Search for the Stochastic Gravitational-wave Background Induced by Primordial Curvature Perturbations in LIGO’s Second Observing Run

Primordial density perturbations generate a stochastic background of gravitational waves (GWs) through non-linear mode couplings upon their horizon reentry. In this Letter, we report on a search for such a stochastic GW background in the data of the two LIGO detectors during their second observing run (O2). We focus on the primordial perturbations in the range of comoving wavenumbers $10^{16}-10^{18}~{\rm Mpc}^{-1}$ for which the stochastic background falls within the detectors' sensitivity band. We do not find any conclusive evidence of this stochastic signal in the data, and thus place the very first GW-based constraints on the amplitude of the power spectrum at these scales.
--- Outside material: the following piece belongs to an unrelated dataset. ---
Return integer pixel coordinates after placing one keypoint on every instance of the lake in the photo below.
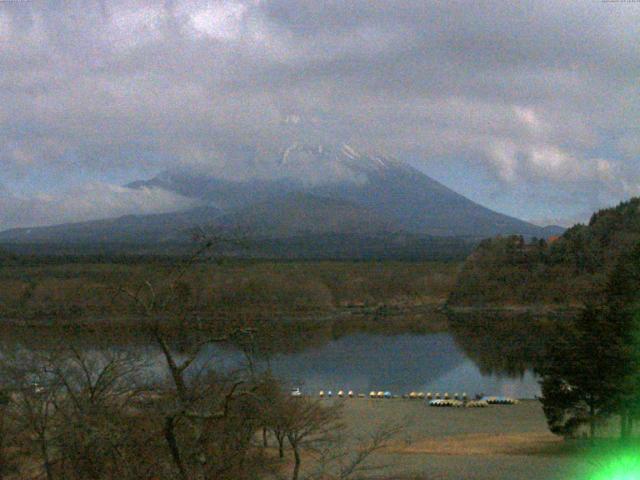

We assume a lognormal shape for the power spectrum and Gaussian statistics for the primordial perturbations, and vary the width of the power spectrum to cover both narrow and broad spectra. Derived upper limits ($95\%$) on the amplitude of the power spectrum are $0.01-0.1$. As a byproduct, we are able to infer upper limits on the fraction of the Universe's mass in ultralight primordial black holes ($M_\mathrm{PBH} \simeq 10^{-20}-10^{-19}M_{\odot}$) at their formation time to be $\lesssim 10^{-25}$. If Hawking evaporation is discarded, this can be translated to constraints on the fraction of dark matter today in the form of such ultralight primordial black holes, which can be as stringent as $\sim 10^{-15} - 10^{-5}$.